Subwords were originally introduced in machine translation where the segmentation incompatibility probably never was a really big deal. BPE segmentation keeps the most frequent words intact. The rarer the words, the more they get split. Because the subwords get fit on parallel training data, the words in the source and the target language occur approximately equally often. Of course, languages with rich morphology will have more forms that are relatively less frequent, but on the other hand, over-segmentation on the morphologically richer side gives the systems a chance to learn something about morphology (which might not be hundred percent true because the segmentation looks very unintuitive at the first glance, but still it works somehow). For some language pairs, it does not work that well, for instance, Chinese and English. In that case, we just use separate vocabularies for source and target and we are done.

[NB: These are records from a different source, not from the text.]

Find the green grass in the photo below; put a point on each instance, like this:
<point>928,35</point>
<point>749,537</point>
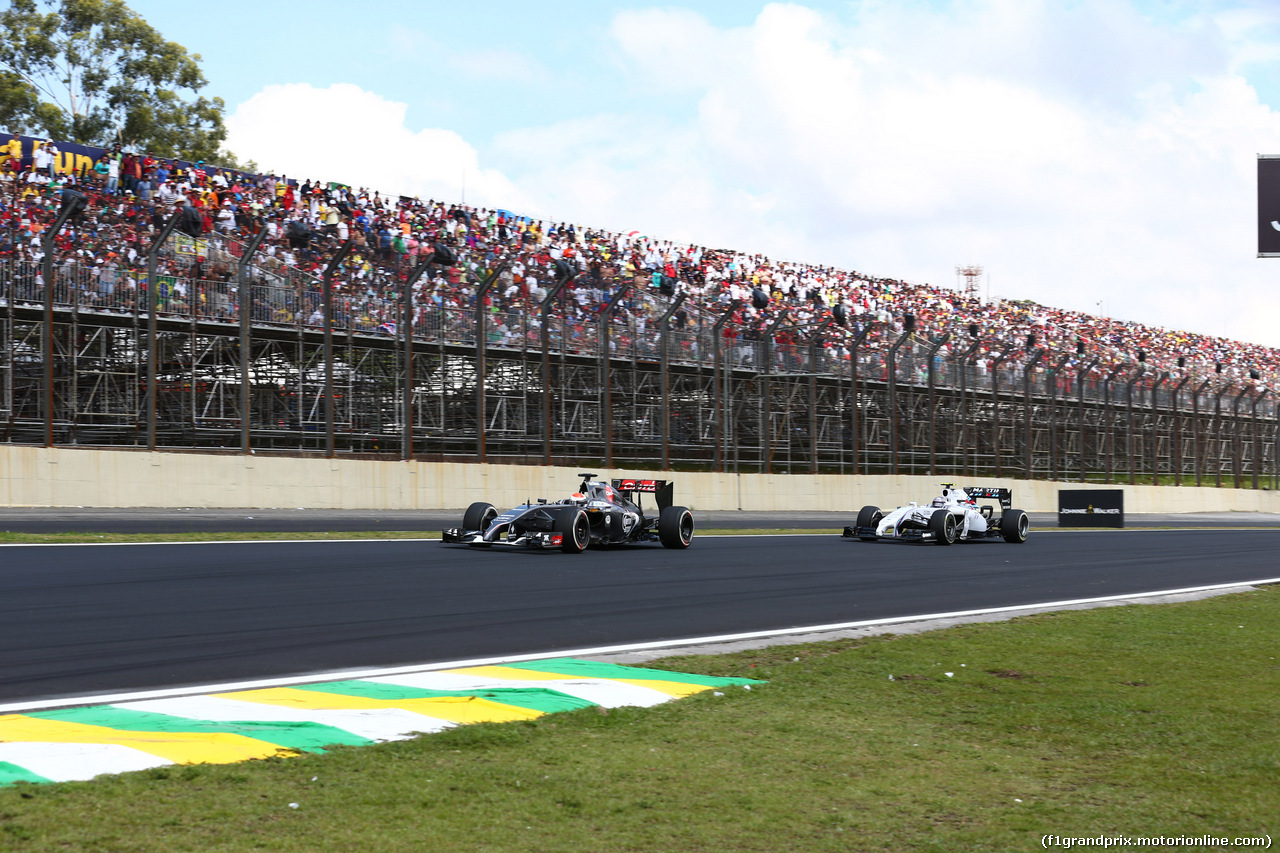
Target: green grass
<point>1138,720</point>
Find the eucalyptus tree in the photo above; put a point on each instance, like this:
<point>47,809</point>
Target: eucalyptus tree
<point>96,72</point>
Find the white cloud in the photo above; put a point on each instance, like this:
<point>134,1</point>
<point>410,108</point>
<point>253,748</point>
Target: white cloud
<point>1080,153</point>
<point>348,135</point>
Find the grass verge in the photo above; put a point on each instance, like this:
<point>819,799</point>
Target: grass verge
<point>1138,720</point>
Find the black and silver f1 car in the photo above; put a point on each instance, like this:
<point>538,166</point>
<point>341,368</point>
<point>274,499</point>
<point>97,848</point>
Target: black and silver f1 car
<point>952,516</point>
<point>597,514</point>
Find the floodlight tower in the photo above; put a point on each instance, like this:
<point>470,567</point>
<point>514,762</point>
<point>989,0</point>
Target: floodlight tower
<point>972,274</point>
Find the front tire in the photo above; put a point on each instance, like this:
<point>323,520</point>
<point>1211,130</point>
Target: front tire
<point>479,516</point>
<point>869,516</point>
<point>1014,527</point>
<point>942,523</point>
<point>676,527</point>
<point>575,532</point>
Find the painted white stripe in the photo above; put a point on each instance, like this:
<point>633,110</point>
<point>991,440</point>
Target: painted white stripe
<point>375,724</point>
<point>603,649</point>
<point>77,761</point>
<point>609,694</point>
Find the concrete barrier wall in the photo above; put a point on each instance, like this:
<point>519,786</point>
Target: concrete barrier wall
<point>64,477</point>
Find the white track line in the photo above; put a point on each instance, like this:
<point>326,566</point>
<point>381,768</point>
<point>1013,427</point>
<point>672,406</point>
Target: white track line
<point>113,698</point>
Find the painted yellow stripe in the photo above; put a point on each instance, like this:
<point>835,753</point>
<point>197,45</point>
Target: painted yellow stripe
<point>183,748</point>
<point>513,674</point>
<point>461,710</point>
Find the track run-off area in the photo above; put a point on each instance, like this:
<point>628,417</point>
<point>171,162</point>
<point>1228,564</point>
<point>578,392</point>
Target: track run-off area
<point>88,620</point>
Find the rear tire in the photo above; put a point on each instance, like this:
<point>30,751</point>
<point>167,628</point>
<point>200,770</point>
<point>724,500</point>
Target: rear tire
<point>869,516</point>
<point>575,532</point>
<point>676,527</point>
<point>942,523</point>
<point>479,516</point>
<point>1014,527</point>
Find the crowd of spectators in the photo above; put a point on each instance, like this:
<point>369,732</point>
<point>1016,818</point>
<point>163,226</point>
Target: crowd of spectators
<point>131,195</point>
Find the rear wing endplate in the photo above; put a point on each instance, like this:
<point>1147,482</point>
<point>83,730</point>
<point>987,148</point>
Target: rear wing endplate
<point>663,491</point>
<point>991,493</point>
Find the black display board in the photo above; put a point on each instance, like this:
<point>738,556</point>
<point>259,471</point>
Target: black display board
<point>1269,205</point>
<point>1091,507</point>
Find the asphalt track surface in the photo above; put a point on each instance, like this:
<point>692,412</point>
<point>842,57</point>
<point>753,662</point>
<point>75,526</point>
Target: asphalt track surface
<point>78,620</point>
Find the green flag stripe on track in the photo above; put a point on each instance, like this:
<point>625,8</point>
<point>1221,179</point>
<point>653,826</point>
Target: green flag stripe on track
<point>544,699</point>
<point>574,667</point>
<point>305,737</point>
<point>10,774</point>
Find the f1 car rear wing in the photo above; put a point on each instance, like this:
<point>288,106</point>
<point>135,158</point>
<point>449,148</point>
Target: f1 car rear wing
<point>992,493</point>
<point>663,491</point>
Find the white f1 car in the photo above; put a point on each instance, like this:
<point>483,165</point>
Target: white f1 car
<point>952,516</point>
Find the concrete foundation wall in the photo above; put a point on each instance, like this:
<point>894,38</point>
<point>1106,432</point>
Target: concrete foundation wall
<point>94,478</point>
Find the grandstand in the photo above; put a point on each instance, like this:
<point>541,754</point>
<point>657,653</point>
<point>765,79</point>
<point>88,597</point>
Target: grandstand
<point>190,306</point>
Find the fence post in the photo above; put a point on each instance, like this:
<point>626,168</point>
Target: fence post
<point>1106,409</point>
<point>853,388</point>
<point>663,365</point>
<point>606,322</point>
<point>1027,405</point>
<point>1196,429</point>
<point>481,350</point>
<point>1155,428</point>
<point>329,414</point>
<point>246,300</point>
<point>933,419</point>
<point>1178,429</point>
<point>406,336</point>
<point>995,406</point>
<point>1217,432</point>
<point>763,370</point>
<point>1052,418</point>
<point>152,309</point>
<point>813,392</point>
<point>68,209</point>
<point>892,400</point>
<point>1128,433</point>
<point>717,349</point>
<point>1257,443</point>
<point>1079,397</point>
<point>964,401</point>
<point>563,276</point>
<point>1237,445</point>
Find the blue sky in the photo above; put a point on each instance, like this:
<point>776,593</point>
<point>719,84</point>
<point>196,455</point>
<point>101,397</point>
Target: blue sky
<point>1093,155</point>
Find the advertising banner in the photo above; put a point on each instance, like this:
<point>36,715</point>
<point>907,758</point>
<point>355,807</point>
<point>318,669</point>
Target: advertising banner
<point>1091,507</point>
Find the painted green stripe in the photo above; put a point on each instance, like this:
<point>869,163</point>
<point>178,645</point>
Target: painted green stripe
<point>598,670</point>
<point>10,774</point>
<point>534,698</point>
<point>305,737</point>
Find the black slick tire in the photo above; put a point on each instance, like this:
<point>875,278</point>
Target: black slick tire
<point>676,527</point>
<point>1014,525</point>
<point>575,532</point>
<point>869,516</point>
<point>942,523</point>
<point>479,516</point>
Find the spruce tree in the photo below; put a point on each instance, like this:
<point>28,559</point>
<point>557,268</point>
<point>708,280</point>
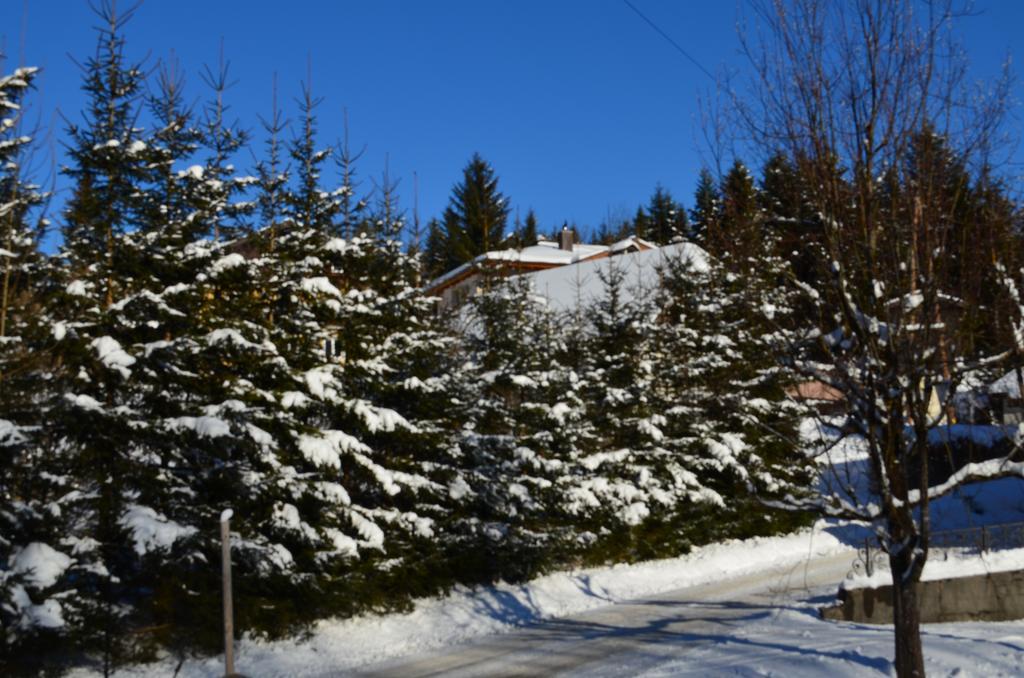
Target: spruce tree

The same subword segmentation algorithms are now used in multilingual representations, which are trained on data that is far from being parallel. In this case, the problem of using commensurable segmentation has no escape solution.

The paper starts with an intuition that sounds very natural to me: if the segmentation algorithm makes the character sequence shortened approximately equally in all languages, then everything is going to be fine. As the paper later shows, it is very often not true.

The paper starts by formalizing this intuition. They define the segmentation compression rate as a ratio of how much many times the average number of tokens per vocabulary item decreases compared to the minimum possible vocabulary size. A nice property of this quantity is that it is equal to 1 for character segmentation and decreases with increased vocabulary size. So, is balancing the compression rate a way to better multilinguality? The answer is: sometimes yes, but for most laguage pairs not at all.

The experiments with bilingual static and contextual bilingual embeddings (trained on tractable corpus sizes, nothing comparable to mBERT or XLM-R) measure how language-neutral the embeddings are with different segmentation. The paper very nicely visualizes the results (I can hardly imagine presenting the results without the visualizations). The following heatmap (Figure 4 of the paper) shows how well the embeddings perform and denote vocabulary sizes with the same compression rate with start. This figure actually the actual findings of the paper (blue is good, red is bad; left English-Russian, right English-Chinese):

Heatmaps showing cross-linguality of the embeddings for different vocabulary

When the language typography is similar, having a similar compression rate is good. When the languages are more different from each other, then it gets more complicated, but usually, it seems that a bigger vocabulary pays of in English. The example is for static word embeddings compared using SVG: Singular Value Gap. The evaluation of contextual embeddings using the sentence retrieval task looks similar.

I wonder what that means for the attempts to learn character-level representations and for character-level machine translation. Maybe if we discovered some analytical relations behind these results (the paper only says it is not the compression rate), it could be used to guide the representation learning at the character level, for instance, get an estimate into how many latent states a character sequence should be shrunk. Maybe this is also related to the ideas around information density, so the text would get segmented into units that carry approximately the same amount of information when used in context.